I'd like you to prove it's been overhyped.

Serrano: I think by framing arguments like, "The future of the documentary is VR" –

Have you really heard that?

Serrano: I'll give you an example. [Filmmaker] Chris Milk, in his, I don't know, one-million-viewership TED Talk, he calls VR "an empathy engine." It's ridiculous!

What's wrong with calling it an "empathy engine?"

Serrano: What makes VR a dumb set of tools is that it essentially privileges physical location as a way for us to contextualize and create meaning.

When we think of being in a place – of course we're in a physical location, but we typically have a much more layered context to what that location means. So, if we're in our [childhood] home, it looks like our old home, but we also know it as the place where we might have played ball, or the place where my mother would sing to me.

Over the past few months, we've seen a number of VR experiences that have sought to transport viewers into the lives of various dispossessed peoples. Don't you think VR can do what the best docs do: make us intimately feel others' experiences and lives?

Serrano: I think VR is a short-term novelty. People may feel, "Oh! Now I know what it feels like to be a Syrian refugee!" But if you just think about it for, like, a couple of seconds – no, you don't know what it's like to be a Syrian refugee. There's a lot more about it than just seeing where they live.

Thank you, counsellor. Ms. Brillhart, why do you love VR?

Brillhart: It's forcing me to rewire myself creatively, which is invigorating. It's exciting and frustrating and crazy all at the same time.

How so?

Brillhart: Film had 100 years to figure out its language, right? You go to school, you learn about the language, there are books about it, people tell you what to do – you can work within those confines, and it's fine. But with VR, that stuff doesn't necessarily all apply.

So there's a lot of trial – no pun intended, counsellor – and error?

Brillhart: Sometimes it's – "I'm just going to go in these different directions and hope something cool happens. I don't know if it will, it may be a disaster but it may be something really special," and that's where we are right now.

It doesn't sound as if you actually believe VR is ready to take us into the future, counsellor.

Brillhart: There are things that VR is good at, that film can't do. Film is a frame that we compose, and it's a remarkable medium because you're able to take this compressed atom of story and character and space and time and then transfer it to an objective viewer. But VR is about having someone actually present in that space. So, if you think of it as a compressed atom, a frame of this stuff that we've crafted, and then you just see that atom explode – think the Big Bang – then it's like, the story and everything that was in that frame is everywhere. And the potential is everywhere.

Forget the atoms. You've just blown my mind, counsellor.

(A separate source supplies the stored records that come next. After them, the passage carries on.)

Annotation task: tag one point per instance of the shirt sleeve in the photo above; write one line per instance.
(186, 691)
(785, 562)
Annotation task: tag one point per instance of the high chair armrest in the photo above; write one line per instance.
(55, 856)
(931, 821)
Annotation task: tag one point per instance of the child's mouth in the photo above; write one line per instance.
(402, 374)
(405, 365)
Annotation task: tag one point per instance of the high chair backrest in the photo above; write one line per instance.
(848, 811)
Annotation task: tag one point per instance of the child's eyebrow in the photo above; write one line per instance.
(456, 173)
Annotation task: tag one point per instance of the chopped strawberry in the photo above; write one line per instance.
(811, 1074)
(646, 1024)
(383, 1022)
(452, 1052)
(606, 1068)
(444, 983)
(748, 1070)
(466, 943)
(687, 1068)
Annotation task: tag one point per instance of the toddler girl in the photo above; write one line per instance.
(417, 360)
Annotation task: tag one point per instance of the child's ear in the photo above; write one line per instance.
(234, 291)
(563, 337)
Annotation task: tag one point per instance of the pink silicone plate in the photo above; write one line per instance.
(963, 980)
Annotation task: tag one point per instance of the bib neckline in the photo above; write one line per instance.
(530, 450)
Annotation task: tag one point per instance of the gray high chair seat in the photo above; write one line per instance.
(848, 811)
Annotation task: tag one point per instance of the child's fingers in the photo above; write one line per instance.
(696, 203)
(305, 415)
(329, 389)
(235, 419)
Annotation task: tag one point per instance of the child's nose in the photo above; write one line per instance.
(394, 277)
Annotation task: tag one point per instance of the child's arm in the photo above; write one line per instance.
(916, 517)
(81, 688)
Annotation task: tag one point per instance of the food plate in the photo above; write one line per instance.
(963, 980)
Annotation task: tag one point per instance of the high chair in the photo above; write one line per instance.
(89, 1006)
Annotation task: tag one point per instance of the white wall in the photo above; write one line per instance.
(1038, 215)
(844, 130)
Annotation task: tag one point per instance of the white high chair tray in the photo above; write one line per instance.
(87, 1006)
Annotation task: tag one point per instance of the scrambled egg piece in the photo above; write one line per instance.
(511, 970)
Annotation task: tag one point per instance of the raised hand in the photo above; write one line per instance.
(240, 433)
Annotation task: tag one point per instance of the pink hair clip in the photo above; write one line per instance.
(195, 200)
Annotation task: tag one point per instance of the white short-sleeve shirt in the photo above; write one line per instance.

Brillhart: There are things VR won't be able to do as well. If there is a very specific thing that you need someone to absolutely see, that's a film thing. There are plenty of documentaries that I've seen where it's so important to just be able to listen to someone talk about their experience and have someone focus on that. It's not a "film versus VR" thing. It's a "film and VR" thing.

This pretrial transcript has been condensed and edited, and some of the judge's lines have been rewritten to make him sound smarter than he actually was.

Editor's note: Ana Serrano is the chief digital officer of the Canadian Film Centre. Incorrect information appeared in the original version of this article.